Sulfonamides block the synthesis of folic acid, a compound that bacteria need to produce DNA, RNA, and proteins. Bacteria must synthesize their own folic acid from precursors, while human cells obtain it from their diet. Sulfonamides act as competitive inhibitors by mimicking para-aminobenzoic acid (PABA), an early intermediate in the bacterial folic acid synthesis pathway, thereby preventing the enzyme dihydropteroate synthase from functioning correctly. This disruption halts bacterial growth by starving them of necessary building blocks for their genetic material.

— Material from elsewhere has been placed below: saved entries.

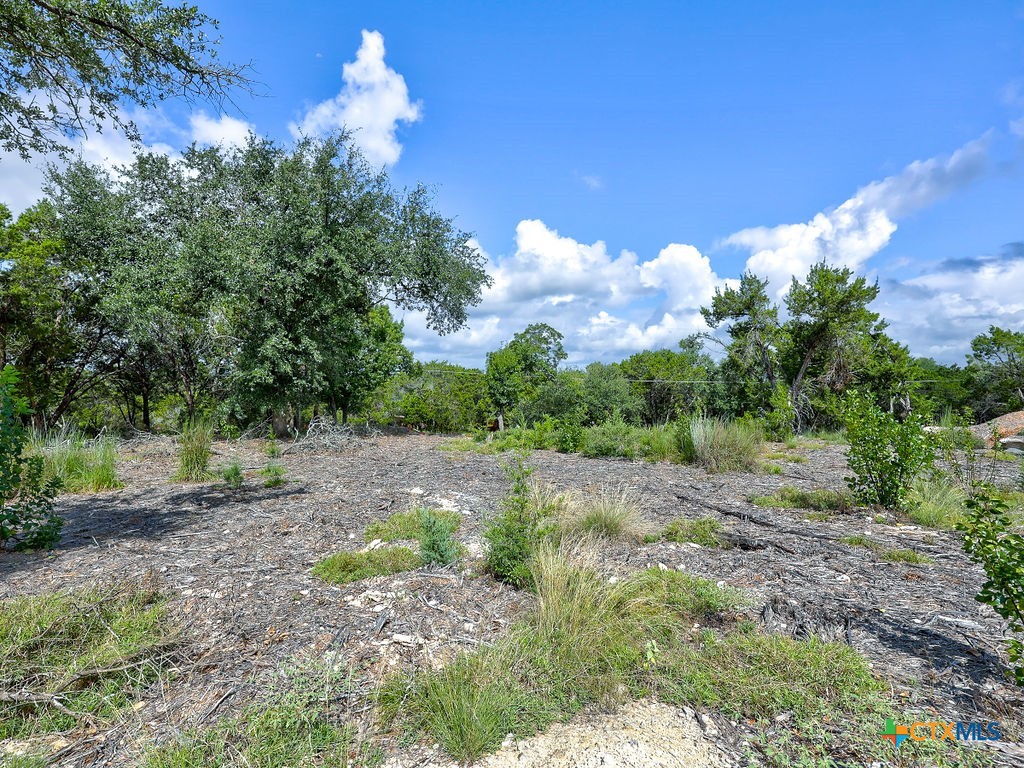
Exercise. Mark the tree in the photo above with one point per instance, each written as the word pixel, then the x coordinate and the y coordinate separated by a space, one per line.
pixel 516 370
pixel 68 66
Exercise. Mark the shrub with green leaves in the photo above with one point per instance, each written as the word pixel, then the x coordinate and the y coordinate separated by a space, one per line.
pixel 989 540
pixel 436 543
pixel 515 531
pixel 27 516
pixel 194 452
pixel 885 455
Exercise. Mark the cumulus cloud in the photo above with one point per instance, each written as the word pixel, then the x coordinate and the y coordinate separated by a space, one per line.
pixel 372 102
pixel 858 228
pixel 223 130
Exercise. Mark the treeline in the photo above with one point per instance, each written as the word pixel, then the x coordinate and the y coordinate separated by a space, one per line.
pixel 233 286
pixel 227 285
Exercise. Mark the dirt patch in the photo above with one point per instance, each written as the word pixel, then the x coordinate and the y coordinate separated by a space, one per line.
pixel 236 566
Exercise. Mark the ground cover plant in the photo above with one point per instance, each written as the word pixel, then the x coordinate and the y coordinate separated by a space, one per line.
pixel 78 657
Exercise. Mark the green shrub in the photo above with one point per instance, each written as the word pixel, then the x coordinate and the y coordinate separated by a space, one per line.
pixel 436 544
pixel 274 474
pixel 231 474
pixel 27 516
pixel 885 455
pixel 719 445
pixel 194 452
pixel 990 541
pixel 515 531
pixel 408 525
pixel 353 566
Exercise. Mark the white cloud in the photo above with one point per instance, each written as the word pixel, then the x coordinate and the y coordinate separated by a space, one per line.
pixel 223 130
pixel 861 226
pixel 372 103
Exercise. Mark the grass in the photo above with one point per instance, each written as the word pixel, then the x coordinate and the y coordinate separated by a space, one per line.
pixel 84 655
pixel 81 465
pixel 293 723
pixel 610 513
pixel 409 525
pixel 720 445
pixel 353 566
pixel 194 453
pixel 885 553
pixel 704 531
pixel 822 500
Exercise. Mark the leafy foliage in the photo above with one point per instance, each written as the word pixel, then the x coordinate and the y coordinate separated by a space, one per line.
pixel 989 540
pixel 886 456
pixel 27 515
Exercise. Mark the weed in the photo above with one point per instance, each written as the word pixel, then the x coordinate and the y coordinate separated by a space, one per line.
pixel 822 500
pixel 704 531
pixel 719 445
pixel 194 452
pixel 885 553
pixel 436 544
pixel 274 474
pixel 231 474
pixel 409 525
pixel 79 655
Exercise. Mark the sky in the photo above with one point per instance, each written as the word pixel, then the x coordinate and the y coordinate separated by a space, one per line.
pixel 617 163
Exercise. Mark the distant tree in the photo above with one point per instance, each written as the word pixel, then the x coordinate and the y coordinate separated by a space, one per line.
pixel 68 66
pixel 516 370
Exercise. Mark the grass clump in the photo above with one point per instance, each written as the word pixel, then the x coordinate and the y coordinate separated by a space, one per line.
pixel 704 531
pixel 936 504
pixel 885 553
pixel 343 567
pixel 720 445
pixel 79 464
pixel 294 723
pixel 822 500
pixel 79 655
pixel 409 525
pixel 195 449
pixel 608 513
pixel 274 474
pixel 231 474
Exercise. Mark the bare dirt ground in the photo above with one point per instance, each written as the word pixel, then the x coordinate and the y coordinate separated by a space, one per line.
pixel 236 566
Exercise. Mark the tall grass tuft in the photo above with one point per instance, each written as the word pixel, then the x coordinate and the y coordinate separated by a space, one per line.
pixel 720 445
pixel 194 452
pixel 81 465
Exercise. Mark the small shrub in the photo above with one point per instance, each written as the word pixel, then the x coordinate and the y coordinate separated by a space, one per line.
pixel 516 530
pixel 409 525
pixel 719 445
pixel 822 500
pixel 609 513
pixel 231 474
pixel 989 540
pixel 274 474
pixel 194 452
pixel 436 544
pixel 885 455
pixel 27 516
pixel 704 531
pixel 353 566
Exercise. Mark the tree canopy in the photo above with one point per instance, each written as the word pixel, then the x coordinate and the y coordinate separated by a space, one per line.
pixel 69 66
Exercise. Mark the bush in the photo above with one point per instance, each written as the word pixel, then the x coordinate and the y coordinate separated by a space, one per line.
pixel 885 455
pixel 27 516
pixel 194 452
pixel 719 445
pixel 231 474
pixel 988 539
pixel 516 530
pixel 436 543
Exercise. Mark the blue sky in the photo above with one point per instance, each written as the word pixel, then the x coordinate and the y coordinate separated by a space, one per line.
pixel 616 163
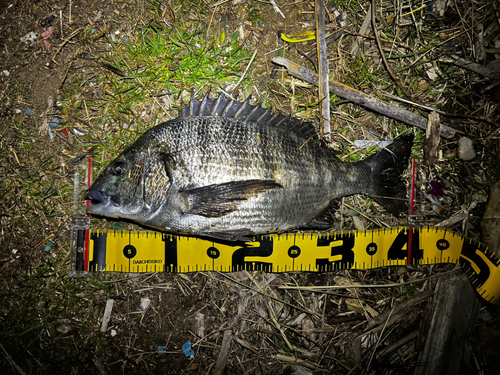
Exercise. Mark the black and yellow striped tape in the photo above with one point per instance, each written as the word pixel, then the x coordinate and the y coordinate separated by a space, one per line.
pixel 149 251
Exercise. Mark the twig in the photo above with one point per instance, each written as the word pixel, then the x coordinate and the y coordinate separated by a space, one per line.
pixel 382 55
pixel 64 43
pixel 358 97
pixel 9 359
pixel 246 70
pixel 392 285
pixel 324 72
pixel 268 296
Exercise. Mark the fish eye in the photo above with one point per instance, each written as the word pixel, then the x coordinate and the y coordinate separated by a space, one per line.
pixel 119 168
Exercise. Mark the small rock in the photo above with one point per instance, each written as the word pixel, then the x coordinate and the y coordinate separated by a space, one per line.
pixel 465 149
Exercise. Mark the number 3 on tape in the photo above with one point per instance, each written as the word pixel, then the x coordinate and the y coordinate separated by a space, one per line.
pixel 147 251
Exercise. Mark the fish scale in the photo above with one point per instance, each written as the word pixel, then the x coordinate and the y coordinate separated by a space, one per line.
pixel 230 170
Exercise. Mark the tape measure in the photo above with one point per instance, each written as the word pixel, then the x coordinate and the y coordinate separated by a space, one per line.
pixel 150 251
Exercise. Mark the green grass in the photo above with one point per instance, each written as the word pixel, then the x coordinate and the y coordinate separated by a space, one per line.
pixel 162 66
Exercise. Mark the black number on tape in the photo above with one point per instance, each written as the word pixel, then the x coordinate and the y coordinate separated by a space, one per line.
pixel 470 251
pixel 371 249
pixel 397 251
pixel 129 251
pixel 294 251
pixel 265 249
pixel 443 244
pixel 213 252
pixel 344 249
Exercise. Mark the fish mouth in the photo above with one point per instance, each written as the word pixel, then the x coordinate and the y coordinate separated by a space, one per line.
pixel 98 200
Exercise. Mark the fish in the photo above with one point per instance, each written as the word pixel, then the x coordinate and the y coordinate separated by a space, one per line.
pixel 230 170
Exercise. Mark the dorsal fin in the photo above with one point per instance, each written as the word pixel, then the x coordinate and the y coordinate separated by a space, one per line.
pixel 245 111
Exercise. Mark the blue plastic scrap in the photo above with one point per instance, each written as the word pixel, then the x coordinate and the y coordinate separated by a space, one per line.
pixel 162 350
pixel 186 348
pixel 55 122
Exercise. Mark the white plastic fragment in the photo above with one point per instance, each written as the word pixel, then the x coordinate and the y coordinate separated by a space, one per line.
pixel 30 37
pixel 363 143
pixel 465 149
pixel 107 315
pixel 145 303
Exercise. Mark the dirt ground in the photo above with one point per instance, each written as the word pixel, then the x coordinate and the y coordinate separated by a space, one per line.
pixel 50 323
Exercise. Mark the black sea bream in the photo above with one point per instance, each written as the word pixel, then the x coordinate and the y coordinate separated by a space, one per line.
pixel 230 170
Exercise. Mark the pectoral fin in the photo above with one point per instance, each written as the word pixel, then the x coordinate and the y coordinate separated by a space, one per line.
pixel 221 199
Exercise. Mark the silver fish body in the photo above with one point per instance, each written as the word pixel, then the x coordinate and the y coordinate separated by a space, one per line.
pixel 229 170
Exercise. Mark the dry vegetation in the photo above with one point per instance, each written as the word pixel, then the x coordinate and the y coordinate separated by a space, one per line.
pixel 115 68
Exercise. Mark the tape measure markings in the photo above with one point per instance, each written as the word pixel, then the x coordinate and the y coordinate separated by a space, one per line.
pixel 148 251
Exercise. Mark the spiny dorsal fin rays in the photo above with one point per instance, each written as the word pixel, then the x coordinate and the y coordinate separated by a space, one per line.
pixel 245 111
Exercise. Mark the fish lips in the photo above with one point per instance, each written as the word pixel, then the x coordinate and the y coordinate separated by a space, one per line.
pixel 99 201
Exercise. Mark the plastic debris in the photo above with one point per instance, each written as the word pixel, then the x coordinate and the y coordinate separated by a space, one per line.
pixel 188 351
pixel 145 303
pixel 55 122
pixel 436 196
pixel 117 226
pixel 49 246
pixel 465 149
pixel 162 350
pixel 30 37
pixel 46 35
pixel 363 143
pixel 49 21
pixel 436 189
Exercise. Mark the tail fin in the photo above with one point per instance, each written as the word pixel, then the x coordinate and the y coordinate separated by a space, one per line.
pixel 388 187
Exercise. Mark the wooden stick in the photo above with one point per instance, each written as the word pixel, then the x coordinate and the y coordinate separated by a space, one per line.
pixel 358 97
pixel 324 72
pixel 431 145
pixel 454 311
pixel 224 352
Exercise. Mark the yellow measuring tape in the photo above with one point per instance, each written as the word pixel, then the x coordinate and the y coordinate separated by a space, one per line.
pixel 149 251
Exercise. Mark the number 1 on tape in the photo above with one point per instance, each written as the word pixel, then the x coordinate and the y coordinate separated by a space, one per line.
pixel 149 251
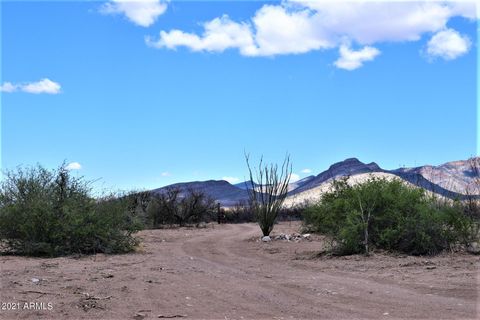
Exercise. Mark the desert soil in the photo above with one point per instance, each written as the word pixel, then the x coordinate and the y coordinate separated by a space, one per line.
pixel 225 272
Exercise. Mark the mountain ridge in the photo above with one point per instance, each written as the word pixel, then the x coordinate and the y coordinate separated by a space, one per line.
pixel 454 179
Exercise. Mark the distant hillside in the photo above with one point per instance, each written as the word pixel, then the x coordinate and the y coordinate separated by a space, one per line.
pixel 220 190
pixel 348 167
pixel 452 180
pixel 455 176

Why Antibiotics Selectively Target Bacteria
The effectiveness of antibiotics in treating infections without significantly harming human cells lies in a principle called selective toxicity. These drugs are designed to target structures or processes unique to bacteria or significantly different from those found in human cells.
For instance, the bacterial cell wall, made of peptidoglycan, is a structure completely absent in human cells, making it a target for antibiotics like beta-lactams. Similarly, bacterial ribosomes (70S) are structurally distinct from human ribosomes (80S), enabling antibiotics such as tetracyclines and macrolides to selectively inhibit bacterial protein production. The unique metabolic pathway for folic acid synthesis in bacteria, which is not present in humans who acquire folic acid through diet, allows sulfonamides to interfere with bacterial growth without affecting human cells. These examples illustrate how antibiotics leverage fundamental biological differences to achieve their therapeutic effects.